Storage stability of the fabricated nanocomposite system

Long-term storage stability of the fabricated silver nanocomposites was analyzed by UV–visible spectrophotometer within the wavelength range from 200 to 500 nm. The fabricated silver nanocomposites were stored at 4 °C and their spectrum was determined for different time intervals up to 03 months.

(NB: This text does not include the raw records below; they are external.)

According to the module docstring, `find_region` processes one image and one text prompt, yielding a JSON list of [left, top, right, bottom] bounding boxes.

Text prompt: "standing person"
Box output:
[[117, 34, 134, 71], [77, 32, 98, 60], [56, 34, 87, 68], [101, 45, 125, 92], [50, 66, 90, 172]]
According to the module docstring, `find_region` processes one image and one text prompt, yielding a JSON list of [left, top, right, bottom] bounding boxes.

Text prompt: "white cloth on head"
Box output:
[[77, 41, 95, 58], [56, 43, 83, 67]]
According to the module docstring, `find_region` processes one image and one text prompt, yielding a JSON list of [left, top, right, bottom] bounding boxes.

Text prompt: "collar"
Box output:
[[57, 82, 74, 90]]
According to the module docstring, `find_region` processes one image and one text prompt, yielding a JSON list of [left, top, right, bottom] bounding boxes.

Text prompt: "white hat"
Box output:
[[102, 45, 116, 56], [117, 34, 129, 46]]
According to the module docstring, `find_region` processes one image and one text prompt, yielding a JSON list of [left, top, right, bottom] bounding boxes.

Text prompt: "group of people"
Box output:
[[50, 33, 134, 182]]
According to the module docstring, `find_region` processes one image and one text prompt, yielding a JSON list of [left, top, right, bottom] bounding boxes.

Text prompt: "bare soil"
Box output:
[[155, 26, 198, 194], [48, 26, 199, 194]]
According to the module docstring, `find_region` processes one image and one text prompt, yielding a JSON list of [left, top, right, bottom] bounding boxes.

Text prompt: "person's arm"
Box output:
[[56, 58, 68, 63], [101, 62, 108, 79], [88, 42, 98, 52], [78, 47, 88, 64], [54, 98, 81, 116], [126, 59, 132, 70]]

Minimal inhibitory and fractional inhibitory concentrations of silver nanoparticles and nanocomposite system

Agar well diffusion technique was carried out to determine the antimicrobial potential of the biosynthesized silver nanoparticles and the fabricated silver nanocomposites against various pathogenic bacterial and fungal strains. All the indicator bacterial species were incubated at 37 °C in nutrient broth and the log phase (108 CFU ml−1) of each culture were streaked on nutrient agar plates. While all the fungal strains were cultivated at 30 °C on potato dextrose broth (PDB). Two-fold serial dilutions were prepared in normal saline and the fungal biomass was mixed in molten potato dextrose agar before pouring the suspension in the petri plates. The samples were added in already prepared 05 mm wells in agar medium and the petri plates were incubated under standard conditions according to the type of bacterial culture used. The data for minimum inhibitory concentration (MIC) was estimated using micro dilution methods as described earlier by Clinical and Laboratory Standards Institute61. Dilutions (1:1) of metal nanoparticles and the biopolymer alone were used as controls. Minimal inhibitory concentration (MIC) was recorded by measuring the zone of inhibition in millimeters. All the experiments were performed in triplicates and results were the mean of the three independent values. Fractional inhibitory concentration (FIC) was also calculated for the determination of synergistic behavior of silver nanoparticles and chitosan. For this purpose, previously calculated minimal inhibitory concentrations of the silver nanoparticles and chitosan biopolymer were used in the given equation as described earlier50,62 and fractional inhibitory concentrations were interpreted using the following FIC index equation:

$$FIC\; Index = \left[ {MIC\; A\left( {Combined} \right)/MIC\; A\left( {Alone} \right)} \right] + \left[ {MIC \;B\left( {Combined} \right)/MIC\; B\left( {Alone} \right)} \right]$$
(3)

Cell viability assay

The cytotoxicity effect of biosynthesized silver nanoparticles and the fabricated silver nanocomposites was determined on NIH/3T3 mouse fibroblast cell lines (ATCC CRL-1658TM) maintained in DMEM with 10.0% heat inactivated FBS along with 1.0% of streptomycin-penicillin. After achieving 80.0% confluency level, 5 × 103 cells were seeded in each well of the 96 well plate and incubated at 37 °C for 24 h under 5.0% carbon dioxide. After 24 h of incubation, cells were treated with different concentrations of synthesized nanoparticles and nanocomposites and incubated for further 24 h. Afterwards MTS reagent was added and after 02 h of incubation, the absorbance was recorded at 490 nm. Positive control (Triton X-100) and negative control (DMEM) were also prepared. The viability of cells was measured in terms of percentage using the following equation:

$$Cell \;viability \left( \% \right) = \frac{O.D. \;of\;test}{{O.D. \;of\; control}} \times 100$$
(4)

Statistical analysis

All the experiments were performed three times in triplicates and the data is presented as the mean value of all with a ± 2.0 value for standard deviation (SD). The P value (< 0.05) was considered as statistically significant after determining the differences between the data sets using Student’s t-test.